Yang saya rasakan, yang saya lihat

Benk Widhiono

@benkwidhiono

24 Januari 2015

Menjelang tengah malam, di pacitan barat.

Hari lumayan lelah. Menghabiskan matahari ahad diantara lereng-lereng gunung lawu. Jalan yang berkelok dengan tanjakan yang yang luar biasa sepanjang tawang mangu sampai telaga sarangan.serta jarak yang tak lagi dekat menghubungkan Pacitan dengan Magetan. Menurutmu, apa benar anak tangga di gerojokan sewu itu lebih dari 1000 anak tangga?, entahlah, seumur ini aku juga tak pernah menghitungnya. Menurut Pakde, hitungan tadi siang hanya mencampai angka enam ratusan. Itupun tak di hitung semua. Tentu, berlibur ke gerojokan sewu itu untuk menikmati keindahan alamnya. Yah, pokoknya hari ini menjadi hari yang bisa disebut berlibur diantara list ahadku. Hari yang melelahkan,meski berada diantara ribuan orang yang belum pernah kutemui sebelumnya. Mungkin.
Oiya, apa kabar kamu hari ini?, apa ahad mu juga melelahkanmu?,

Terlalu banyak hal yang kita "iyakan" tanpa kita pernah membuktikannya.
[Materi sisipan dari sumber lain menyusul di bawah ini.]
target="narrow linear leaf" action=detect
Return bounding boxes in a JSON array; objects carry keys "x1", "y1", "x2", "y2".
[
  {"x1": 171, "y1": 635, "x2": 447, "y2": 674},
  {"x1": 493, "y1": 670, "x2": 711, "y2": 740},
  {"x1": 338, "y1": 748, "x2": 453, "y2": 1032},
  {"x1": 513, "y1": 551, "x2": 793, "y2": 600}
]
Sesuatu yang terlalu cepat kita setujui tanpa tahu kebenaran 100% nya. Tak mungkin menyeragamkan persepsi semua orang. Yang satu bilang "iya" yang satunya lagi bilang "engga", dan lainnya mengangkat kedua telapak dan bahunya lalu bilang "entahlah" sambil mengangkat ke atas ekspresi wajahnya. Kita lahir bukan dari satu rahim dan dalam waktu bersamaan. Kita bukan produk yang diproduksi masal karena permintaan pasar. Lingkungan kita besar pun tak selalu sama. Kebutuhan jasmani dan fisik kita pun tak juga mendapatkan asupan yang sama. Jadi, peluang kita hidup dengan karakter yang saling berbedapun begitu berlipat ganda.
Well, mungkin hidup ini akan membosankan kalau semua orang benar terus. Atau yang satu selalu benar dan sarunya lagi selalu salah. Sudah suratan, jika manusia dan kebenaran itu selayaknya pantai dan gelombang laut. Kadang pasang kadang surut. Tak selalu bertemu memang, tapi karena itulah suasana tepian laut dirindukan. Karena perbedaan itu juga mungkin, kita saling dipertemukan dan melengkapi. Wakaupun pada akhirnya kita hanyalah kesementaraan yang saling meninggalkan. Selama masih di atas bumi ini, semua yang kita harap abadi hanyalah ilusi. Setidaknya, buatlah sebuah cerita yang kelak layak untuk kita ceritakan. Tentang persahabatan, kehidupan, atau percintaan yang tak melulu kearah selangkangan belaka.

Sebentar lagi hari berganti. Lekaslah lelap.
You're not superman, rest and good night.


Sebenarnya, siang tadi aku pengen sekali syal Pasoepati.